December 11, 2008

Swedish-ish Meatballs

2 lb ground pork
2 slices white sandwich bread
1/2 cup milk
1/4 cup breadcrumbs
2 cloves garlic, minced
2 eggs
1/4 teaspoon allspice
1/8 teaspoon nutmeg
white pepper

for the sauce:
3 cups pork or chicken stock
1 cup milk
1/3 cup flour
1/2 cup defrosted frozen spinach
3 tablespoons butter
1/4 teaspoon allspice
1/8 teaspoon nutmeg
white pepper

to serve:
lingonberry preserves
1 lb egg noodles, cooked to package instructions or boiled small red potatoes

Tear the bread into small pieces place in a small pan and top with milk. Allow to soak 2 minutes over low heat or until the milk is full absorbed by the bread. Combine the milk-soaked bread with the rest of the meatball ingredients in a large bowl. Then follow these directions to make mini meatballs or simply roll 1 tablespoon's worth of the meat mixture into balls and broil, turning once until they are cooked through.

Meanwhile, in a heavy saucepan, melt the butter. Whisk in the flour and spices then the milk and broth.

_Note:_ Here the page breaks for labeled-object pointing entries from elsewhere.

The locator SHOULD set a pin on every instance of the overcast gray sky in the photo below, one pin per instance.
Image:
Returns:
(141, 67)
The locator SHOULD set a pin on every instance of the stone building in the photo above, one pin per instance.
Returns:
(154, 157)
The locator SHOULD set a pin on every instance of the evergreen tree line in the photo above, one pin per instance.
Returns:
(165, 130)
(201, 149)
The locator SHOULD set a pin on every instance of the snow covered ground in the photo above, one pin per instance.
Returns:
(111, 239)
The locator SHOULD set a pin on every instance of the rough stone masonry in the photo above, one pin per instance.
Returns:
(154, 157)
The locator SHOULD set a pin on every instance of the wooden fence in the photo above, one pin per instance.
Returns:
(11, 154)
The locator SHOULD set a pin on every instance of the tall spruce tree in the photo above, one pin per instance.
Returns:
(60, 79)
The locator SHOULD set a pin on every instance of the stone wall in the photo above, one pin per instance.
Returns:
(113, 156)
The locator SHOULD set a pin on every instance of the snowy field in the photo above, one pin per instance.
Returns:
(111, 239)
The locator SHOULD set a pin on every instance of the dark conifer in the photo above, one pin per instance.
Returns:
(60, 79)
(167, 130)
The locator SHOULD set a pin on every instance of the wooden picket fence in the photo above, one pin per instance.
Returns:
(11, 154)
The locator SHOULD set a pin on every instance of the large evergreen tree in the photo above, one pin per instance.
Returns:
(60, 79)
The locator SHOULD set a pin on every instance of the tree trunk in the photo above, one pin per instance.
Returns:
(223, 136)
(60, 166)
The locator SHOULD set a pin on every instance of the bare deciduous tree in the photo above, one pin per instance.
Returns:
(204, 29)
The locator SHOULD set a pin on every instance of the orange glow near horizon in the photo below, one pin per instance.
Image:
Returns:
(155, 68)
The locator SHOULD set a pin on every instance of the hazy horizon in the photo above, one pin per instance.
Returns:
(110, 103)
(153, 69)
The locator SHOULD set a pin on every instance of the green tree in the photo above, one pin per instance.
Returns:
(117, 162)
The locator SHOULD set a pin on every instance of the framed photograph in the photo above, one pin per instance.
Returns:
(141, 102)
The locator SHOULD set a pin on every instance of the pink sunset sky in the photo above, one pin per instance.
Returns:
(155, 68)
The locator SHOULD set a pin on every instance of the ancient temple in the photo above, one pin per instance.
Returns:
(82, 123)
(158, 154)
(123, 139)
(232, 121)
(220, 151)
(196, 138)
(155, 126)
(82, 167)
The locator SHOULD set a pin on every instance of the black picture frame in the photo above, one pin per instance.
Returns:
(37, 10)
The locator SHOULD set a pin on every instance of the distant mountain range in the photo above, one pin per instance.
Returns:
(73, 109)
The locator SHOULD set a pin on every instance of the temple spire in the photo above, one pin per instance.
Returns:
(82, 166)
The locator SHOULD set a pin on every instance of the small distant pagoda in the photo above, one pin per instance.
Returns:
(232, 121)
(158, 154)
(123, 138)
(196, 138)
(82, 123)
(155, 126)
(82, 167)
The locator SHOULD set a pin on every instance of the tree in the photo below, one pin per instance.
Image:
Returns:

Bring to boil then add spinach and reduce heat and simmer until slightly thickened, about 3-5 minutes. Add the meatballs and cook for an additional 5 minutes.

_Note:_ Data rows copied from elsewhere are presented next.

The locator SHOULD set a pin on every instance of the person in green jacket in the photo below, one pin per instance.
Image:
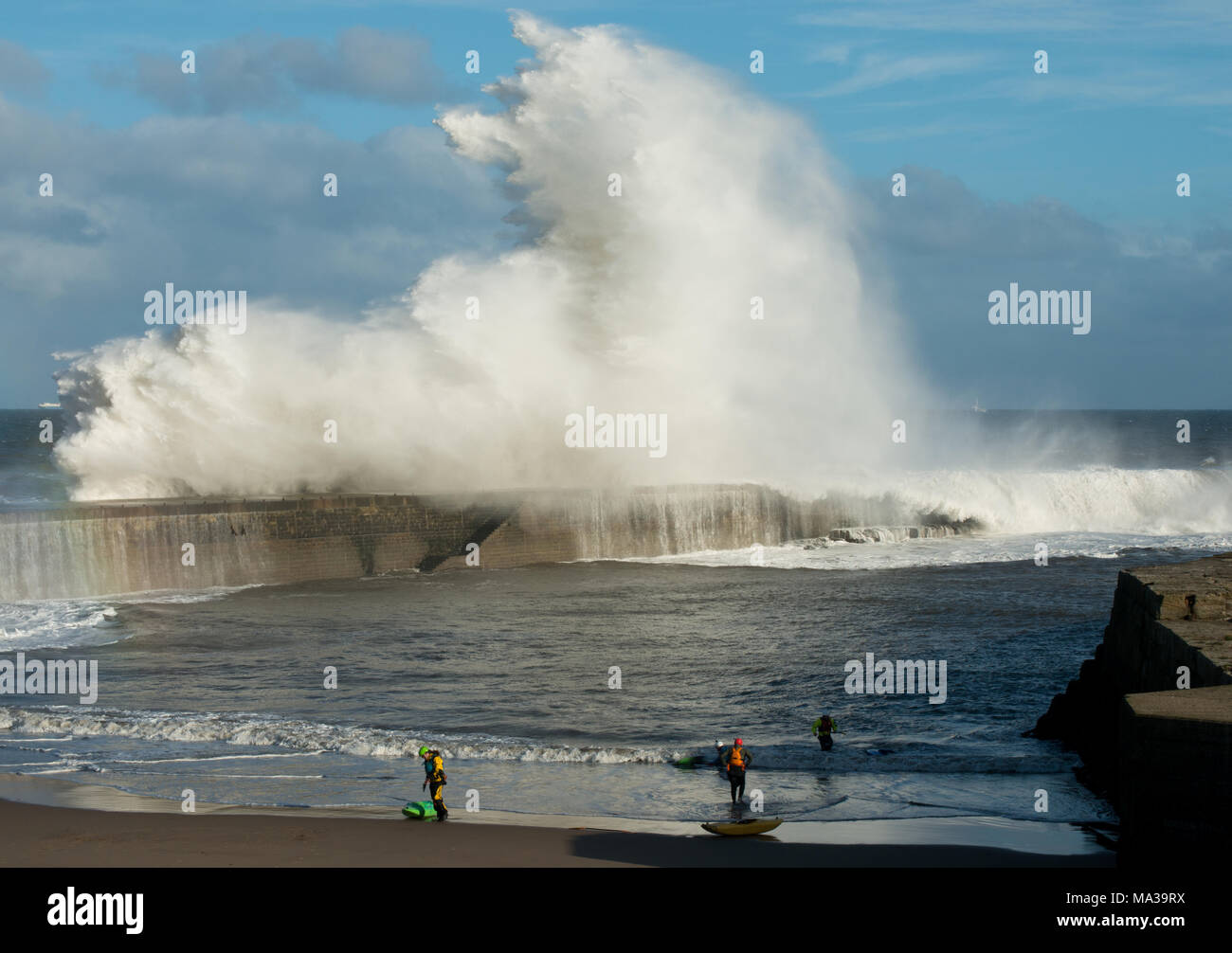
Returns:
(822, 729)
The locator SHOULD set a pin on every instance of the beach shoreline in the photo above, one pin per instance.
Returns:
(54, 822)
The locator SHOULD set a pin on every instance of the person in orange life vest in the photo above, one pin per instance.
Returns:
(737, 761)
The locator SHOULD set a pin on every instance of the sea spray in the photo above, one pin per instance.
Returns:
(640, 297)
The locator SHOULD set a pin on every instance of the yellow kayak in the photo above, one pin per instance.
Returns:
(738, 829)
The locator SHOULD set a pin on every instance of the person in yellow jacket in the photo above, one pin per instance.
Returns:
(434, 771)
(822, 728)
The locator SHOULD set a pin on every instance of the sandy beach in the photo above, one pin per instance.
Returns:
(47, 829)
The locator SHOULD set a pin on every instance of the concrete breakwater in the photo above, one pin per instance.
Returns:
(139, 546)
(1162, 754)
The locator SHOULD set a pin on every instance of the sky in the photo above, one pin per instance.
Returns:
(1064, 179)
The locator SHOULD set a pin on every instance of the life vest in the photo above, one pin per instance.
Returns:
(434, 767)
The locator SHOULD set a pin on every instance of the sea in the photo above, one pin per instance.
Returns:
(574, 690)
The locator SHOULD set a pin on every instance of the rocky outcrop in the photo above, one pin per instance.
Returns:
(1150, 714)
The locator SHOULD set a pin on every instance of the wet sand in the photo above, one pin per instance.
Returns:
(61, 824)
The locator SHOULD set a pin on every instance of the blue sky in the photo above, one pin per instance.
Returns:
(1018, 173)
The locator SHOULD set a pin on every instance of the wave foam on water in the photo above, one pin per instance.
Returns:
(316, 738)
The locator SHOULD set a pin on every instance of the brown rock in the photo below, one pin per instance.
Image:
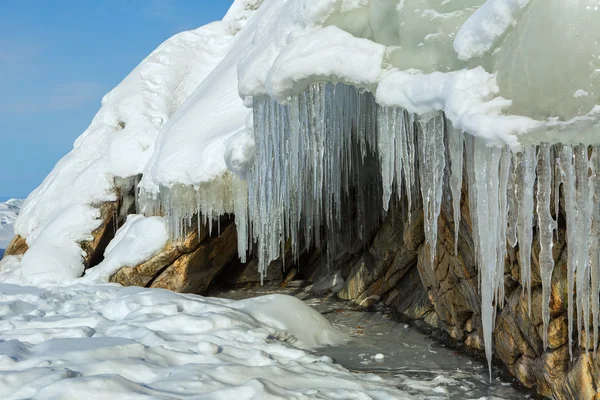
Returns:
(143, 274)
(101, 236)
(193, 272)
(18, 246)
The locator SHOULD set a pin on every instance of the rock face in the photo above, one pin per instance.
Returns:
(393, 268)
(18, 246)
(187, 266)
(451, 284)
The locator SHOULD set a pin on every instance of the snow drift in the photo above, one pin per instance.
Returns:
(396, 77)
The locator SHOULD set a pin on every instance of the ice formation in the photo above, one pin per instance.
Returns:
(354, 101)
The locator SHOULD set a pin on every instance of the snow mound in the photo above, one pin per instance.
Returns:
(138, 240)
(9, 211)
(98, 341)
(118, 144)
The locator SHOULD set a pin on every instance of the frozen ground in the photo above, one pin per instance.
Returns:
(106, 341)
(9, 211)
(423, 367)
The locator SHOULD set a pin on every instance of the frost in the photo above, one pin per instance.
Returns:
(546, 230)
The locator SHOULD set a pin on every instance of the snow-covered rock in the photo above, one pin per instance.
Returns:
(9, 211)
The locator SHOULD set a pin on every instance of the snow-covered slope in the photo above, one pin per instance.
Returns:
(9, 211)
(489, 69)
(99, 342)
(118, 143)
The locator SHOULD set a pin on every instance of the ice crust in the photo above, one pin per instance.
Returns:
(338, 88)
(106, 341)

Serve over noodles or with boiled red potatoes for a meal or with toothpicks as an appetizer.

Yield: 6-8 meal sized servings or 10-15 appetizer sized servings

Spring this recipe!

My thoughts:
Swedish meatballs are a somewhat retro party food. Great as appetizers or a snack they also make a wonderfully comforting dinner. Who doesn't, if even secretly, love meatballs? They are easy to make and can be kept warm for a long time over a slow simmer on the stove or in the slow cooker.

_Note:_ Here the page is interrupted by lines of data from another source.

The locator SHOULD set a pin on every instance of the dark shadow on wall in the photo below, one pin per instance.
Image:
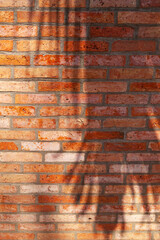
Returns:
(100, 195)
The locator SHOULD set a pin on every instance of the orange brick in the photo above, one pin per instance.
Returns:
(131, 73)
(37, 208)
(42, 168)
(113, 3)
(78, 146)
(18, 178)
(53, 17)
(60, 111)
(17, 111)
(62, 3)
(79, 123)
(139, 17)
(72, 73)
(12, 86)
(104, 87)
(18, 156)
(125, 146)
(106, 111)
(123, 123)
(6, 16)
(111, 32)
(127, 46)
(101, 60)
(34, 123)
(59, 86)
(4, 167)
(91, 17)
(81, 98)
(18, 31)
(17, 135)
(60, 179)
(63, 31)
(85, 46)
(103, 135)
(8, 146)
(6, 45)
(36, 72)
(65, 60)
(35, 98)
(59, 135)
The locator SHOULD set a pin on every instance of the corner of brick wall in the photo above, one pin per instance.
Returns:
(79, 119)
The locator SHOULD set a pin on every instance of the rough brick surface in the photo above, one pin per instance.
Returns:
(79, 119)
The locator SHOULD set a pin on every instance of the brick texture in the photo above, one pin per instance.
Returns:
(79, 119)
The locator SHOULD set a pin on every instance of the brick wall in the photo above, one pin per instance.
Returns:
(79, 119)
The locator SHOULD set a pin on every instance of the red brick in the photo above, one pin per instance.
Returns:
(35, 72)
(80, 146)
(18, 31)
(139, 17)
(111, 32)
(6, 45)
(65, 60)
(101, 60)
(125, 146)
(143, 135)
(53, 17)
(18, 156)
(60, 179)
(37, 208)
(145, 111)
(63, 31)
(127, 46)
(18, 178)
(150, 3)
(35, 98)
(103, 179)
(4, 167)
(105, 157)
(106, 111)
(126, 99)
(142, 157)
(42, 168)
(37, 227)
(114, 3)
(60, 111)
(16, 3)
(17, 199)
(87, 168)
(131, 73)
(91, 17)
(104, 87)
(103, 135)
(145, 60)
(34, 123)
(58, 86)
(57, 236)
(62, 3)
(81, 98)
(85, 46)
(124, 122)
(59, 135)
(154, 146)
(8, 146)
(154, 123)
(72, 73)
(143, 179)
(40, 146)
(79, 123)
(17, 236)
(149, 32)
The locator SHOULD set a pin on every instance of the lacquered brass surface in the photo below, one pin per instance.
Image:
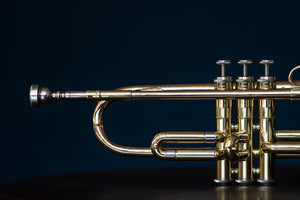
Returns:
(244, 109)
(223, 109)
(232, 142)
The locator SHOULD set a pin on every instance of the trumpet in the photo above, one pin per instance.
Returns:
(233, 142)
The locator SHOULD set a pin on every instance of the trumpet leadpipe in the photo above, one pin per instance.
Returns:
(39, 96)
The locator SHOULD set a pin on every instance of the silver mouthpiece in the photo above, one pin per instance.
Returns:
(39, 95)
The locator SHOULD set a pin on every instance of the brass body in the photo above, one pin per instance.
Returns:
(223, 126)
(244, 110)
(233, 142)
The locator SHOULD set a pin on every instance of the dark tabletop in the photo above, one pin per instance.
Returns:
(189, 183)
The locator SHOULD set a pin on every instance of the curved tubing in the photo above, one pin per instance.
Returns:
(106, 142)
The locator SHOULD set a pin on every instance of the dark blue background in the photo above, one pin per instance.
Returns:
(107, 44)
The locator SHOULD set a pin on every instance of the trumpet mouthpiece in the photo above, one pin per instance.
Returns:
(39, 95)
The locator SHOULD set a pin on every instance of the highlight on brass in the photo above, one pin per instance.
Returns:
(233, 141)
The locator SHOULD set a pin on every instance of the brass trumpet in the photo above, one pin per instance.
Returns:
(233, 142)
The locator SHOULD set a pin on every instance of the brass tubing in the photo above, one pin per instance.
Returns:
(244, 109)
(195, 86)
(287, 156)
(191, 154)
(288, 135)
(186, 137)
(283, 148)
(107, 143)
(266, 116)
(223, 109)
(40, 96)
(173, 153)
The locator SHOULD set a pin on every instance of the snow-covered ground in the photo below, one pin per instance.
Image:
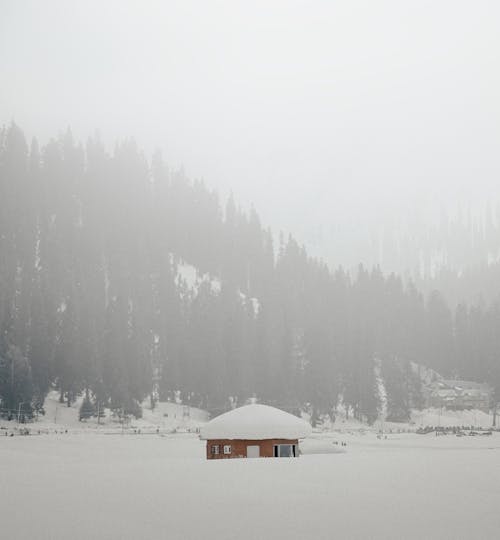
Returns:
(166, 417)
(97, 486)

I call these Swedish-ish meatballs because there are a few differences between how I like to make them and what is strictly traditional. I like to use ground pork instead of beef or a pork-beef combination; they end up much less greasy and I think the flavor is better. Since I am using pork I like to use pork or chicken broth instead of beef stock. I also like to add spinach to the recipe to eliminate the need for a side dish when I am serving them as a meal and a splash of color when they are on appetizer duty. I also like to use milk instead of heavy cream in the sauce. The sauce is still quite rich and creamy but not nearly as heavy.